# Filing i130 with USCIS in London query



## UKUSAMarriage99 (Apr 28, 2015)

Dear All,

I am English and my partner is American. To keep the question as simple as possible:

If my partner is an American citizen in England on a FLR(m)- Further Leave to Remain (through marriage) after marrying me on a UK Fiance Visitor and has been in England for over 6 months, will we be able to file i130 for a US Spousal Visa through the USCIS office in London, rather than through the USCIS offices in America?

Kind regards.


----------



## 2fargone (Jun 14, 2011)

UKUSAMarriage99 said:


> Dear All,
> 
> I am English and my partner is American. To keep the question as simple as possible:
> 
> ...


Yes, you will be able too. We did DCF in South Africa very fast!!

Good luck


----------



## UKUSAMarriage99 (Apr 28, 2015)

2fargone said:


> UKUSAMarriage99 said:
> 
> 
> > Dear All,
> ...


Sorry, I do not understand how South Africa relates to this question. Or what DCF is an abbreviation for? Could you possibly elaborate?

Thanks!


----------



## Crawford (Jan 23, 2011)

UKUSAMarriage99 said:


> Sorry, I do not understand how South Africa relates to this question. Or what DCF is an abbreviation for? Could you possibly elaborate?
> 
> Thanks!


DCF Direct Consular Filing; and yes you can do so taking into account your circumstances.


----------



## 2fargone (Jun 14, 2011)

Yes, 

Crawford is right. Some countries you can file directly with the Embassy through the USCIS field office. The unofficial term is Direct Consular Filing (DCF)


----------



## twostep (Apr 3, 2008)

Please. - no matter what you do proof read twice, proof read again and keep copies of everything.
http://london.usembassy.gov/mobile/dhs/uscis/i130filing.html


----------



## Davis1 (Feb 20, 2009)

Filing I-130/I-360 | Embassy of the United States


----------



## UKUSAMarriage99 (Apr 28, 2015)

Thank you so much for all your feedback! Has helped a lot.

Another quick question..

If myself (full UK citizen and wage earner) and my wife (US citizen in England on a further leave to remain via marriage) are filing i130 with the USCIS in London, do they still expect a US financial income of support? As we both live in London currently, will they take my/ our current salaries and transfer it across?

Kind regards.


----------



## Davis1 (Feb 20, 2009)

To sponsor you need a US income or a co sponsor ....perhaps your parents


----------



## BBCWatcher (Dec 28, 2012)

Davis1 said:


> To sponsor you need a US income or a co sponsor ....perhaps your parents


This answer is frustratingly incomplete. _When the time comes_ to meet the financial sponsorship requirement -- not at initial I-130 filing -- there are also at least a couple other ways to qualify as a financial sponsor:

1. If you have a non-U.S. income, but that income comes from working for a U.S. company (or affiliate of a U.S. company) primarily involved in the export of U.S. products, then that income can be considered.

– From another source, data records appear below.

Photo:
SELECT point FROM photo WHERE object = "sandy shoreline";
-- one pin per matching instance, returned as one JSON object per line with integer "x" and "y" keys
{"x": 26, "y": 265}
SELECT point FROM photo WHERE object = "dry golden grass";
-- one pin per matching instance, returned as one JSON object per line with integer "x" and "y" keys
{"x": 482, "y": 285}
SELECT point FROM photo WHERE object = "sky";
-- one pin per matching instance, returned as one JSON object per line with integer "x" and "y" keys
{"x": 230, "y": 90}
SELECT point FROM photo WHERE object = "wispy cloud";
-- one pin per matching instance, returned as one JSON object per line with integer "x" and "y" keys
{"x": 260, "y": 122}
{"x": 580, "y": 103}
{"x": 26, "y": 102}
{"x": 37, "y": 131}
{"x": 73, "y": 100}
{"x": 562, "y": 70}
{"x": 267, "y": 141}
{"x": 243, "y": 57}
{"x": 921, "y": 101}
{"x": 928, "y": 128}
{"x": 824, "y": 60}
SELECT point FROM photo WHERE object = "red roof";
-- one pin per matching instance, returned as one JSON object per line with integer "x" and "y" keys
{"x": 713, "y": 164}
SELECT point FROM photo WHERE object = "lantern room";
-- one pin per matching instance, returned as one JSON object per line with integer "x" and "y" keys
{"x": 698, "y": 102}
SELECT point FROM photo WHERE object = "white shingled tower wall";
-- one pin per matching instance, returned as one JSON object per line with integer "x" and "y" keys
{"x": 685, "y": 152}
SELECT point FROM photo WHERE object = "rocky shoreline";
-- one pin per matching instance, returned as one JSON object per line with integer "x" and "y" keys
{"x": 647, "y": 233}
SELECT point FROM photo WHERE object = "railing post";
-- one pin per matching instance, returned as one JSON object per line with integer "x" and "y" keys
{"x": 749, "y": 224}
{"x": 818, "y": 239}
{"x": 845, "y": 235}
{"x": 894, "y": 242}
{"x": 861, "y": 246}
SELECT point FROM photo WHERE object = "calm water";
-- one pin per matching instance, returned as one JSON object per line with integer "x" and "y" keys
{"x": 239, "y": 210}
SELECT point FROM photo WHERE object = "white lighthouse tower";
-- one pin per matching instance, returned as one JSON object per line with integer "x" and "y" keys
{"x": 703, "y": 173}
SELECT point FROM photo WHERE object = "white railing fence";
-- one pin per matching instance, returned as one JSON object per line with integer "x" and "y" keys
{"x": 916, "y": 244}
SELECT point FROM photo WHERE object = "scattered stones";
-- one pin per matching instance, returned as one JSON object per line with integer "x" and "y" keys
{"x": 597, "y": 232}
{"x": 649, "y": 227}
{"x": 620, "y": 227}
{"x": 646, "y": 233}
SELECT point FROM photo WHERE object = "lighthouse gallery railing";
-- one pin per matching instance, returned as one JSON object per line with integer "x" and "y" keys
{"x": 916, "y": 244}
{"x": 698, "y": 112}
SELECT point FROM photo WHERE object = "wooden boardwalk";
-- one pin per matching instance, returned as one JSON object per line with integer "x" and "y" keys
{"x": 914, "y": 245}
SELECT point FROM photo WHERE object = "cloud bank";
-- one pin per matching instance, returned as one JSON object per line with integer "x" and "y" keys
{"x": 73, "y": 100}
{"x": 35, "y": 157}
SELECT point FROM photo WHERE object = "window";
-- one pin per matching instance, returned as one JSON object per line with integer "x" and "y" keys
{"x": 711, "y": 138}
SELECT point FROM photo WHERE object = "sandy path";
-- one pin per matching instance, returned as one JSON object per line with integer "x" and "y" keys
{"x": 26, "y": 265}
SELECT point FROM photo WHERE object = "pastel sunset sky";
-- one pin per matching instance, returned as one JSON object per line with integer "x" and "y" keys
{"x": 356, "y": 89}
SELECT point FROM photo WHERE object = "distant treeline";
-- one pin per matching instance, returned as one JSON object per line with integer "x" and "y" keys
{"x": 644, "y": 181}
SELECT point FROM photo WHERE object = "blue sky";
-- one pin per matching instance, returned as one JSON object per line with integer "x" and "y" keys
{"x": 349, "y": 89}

2. Wealth that is sufficiently liquid and large.


----------



## UKUSAMarriage99 (Apr 28, 2015)

Any idea of how large the liquid wealth would have to be?


----------



## Davis1 (Feb 20, 2009)

The total net value of assets, less liens and liabilities against them, must equal five times the difference between the sponsor's income and 125% of the poverty level for the household size


----------